As first reported by the local Philadelphia affiliate CBS 3 (CBS Philly), Philip Williams and Kevin Harrigan, both of Bucks County, Pa., will not serve time in prison but will be on probation for three to five years. During their probationary period, they must stay away from Center City. The duo were also ordered to serve 200 hours community service at an LGBT-related organization.
Both Williams and Harrigan were part of a group of young adults who confronted the gay couple after one of them accidentally made contact with one of the girls in the group. The group then began yelling anti-gay epithets at the couple, with Williams and Harrigan getting into a physical altercation. One of the victims was so severely hurt that he had to have his jaw wired shut for two months following the incident.
Following the incident, members of the public were able, via social media, to assist police in identifying the members of the group from a security camera photo taken of the group around the time of the incident. Williams and Harrigan were eventually arrested and charged along with one of the females from the group, Kathryn Knott, of Bucks County. Knott later decided not to accept a plea deal, instead choosing to forge forward with a trial.
According to CBS, Williams and Harrigan both issued apologies for their actions that night, with one saying, “it’s not who we are or what we believe in.”
Reaction to the plea deal was not well-received by members of the LGBT community. Dan Savage tweeted that the terms of the sentence for Williams and Harrigan were “appalling.” Sam Ritchie, of the Innocence Project, tweeted: “Outrageous. Gay men are beaten nearly to death & the thugs who brutalize get off with a slap on the wrist.” But other LGBT advocates have pointed out that because Pennsylvania lacks a hate crimes statute, none of the three defendants could have been charged with bias enhancements to the assault charges lodged against them.

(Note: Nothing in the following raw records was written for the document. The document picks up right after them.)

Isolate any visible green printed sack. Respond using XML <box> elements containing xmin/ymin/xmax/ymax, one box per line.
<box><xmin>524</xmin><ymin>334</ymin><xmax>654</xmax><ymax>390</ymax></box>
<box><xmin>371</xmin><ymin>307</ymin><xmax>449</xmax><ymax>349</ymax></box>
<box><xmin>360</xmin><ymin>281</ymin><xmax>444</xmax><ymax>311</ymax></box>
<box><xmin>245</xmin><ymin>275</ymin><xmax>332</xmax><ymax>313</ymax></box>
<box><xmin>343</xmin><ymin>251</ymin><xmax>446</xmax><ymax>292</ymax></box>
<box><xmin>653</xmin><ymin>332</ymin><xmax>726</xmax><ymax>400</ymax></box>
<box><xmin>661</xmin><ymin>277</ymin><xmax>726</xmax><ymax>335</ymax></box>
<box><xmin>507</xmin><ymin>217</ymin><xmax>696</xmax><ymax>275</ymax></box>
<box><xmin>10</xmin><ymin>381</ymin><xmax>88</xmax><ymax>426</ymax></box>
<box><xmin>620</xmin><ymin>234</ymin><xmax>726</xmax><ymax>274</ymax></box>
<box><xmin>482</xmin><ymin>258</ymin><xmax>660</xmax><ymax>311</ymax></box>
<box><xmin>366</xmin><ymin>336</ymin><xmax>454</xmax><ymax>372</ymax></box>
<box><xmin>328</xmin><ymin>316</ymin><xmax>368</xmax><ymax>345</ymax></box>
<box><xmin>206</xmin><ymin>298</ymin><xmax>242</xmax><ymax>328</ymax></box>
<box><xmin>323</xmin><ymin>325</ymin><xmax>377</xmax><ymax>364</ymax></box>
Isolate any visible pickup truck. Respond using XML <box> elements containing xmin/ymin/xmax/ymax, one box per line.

Philadelphia Assistant District Attorney Michael Barry defended his actions, insisting that the plea deal for the two men complied with the wishes of the victims, who did not wish to move forward with a trial.
“I’m very aware of the need for people who are gay, lesbian, or different in any way to be able to come to our city and feel safe and that like they can be left alone,” Barry said. “I understand what these people did shattered that feeling.”
CBS News reports that District Attorney Seth Williams issued his own statement on the plea deal, saying: “Today’s agreement is certainly about justice, but it is also about honoring the wishes of the victims to make sure they can continue to heal and gain closure.”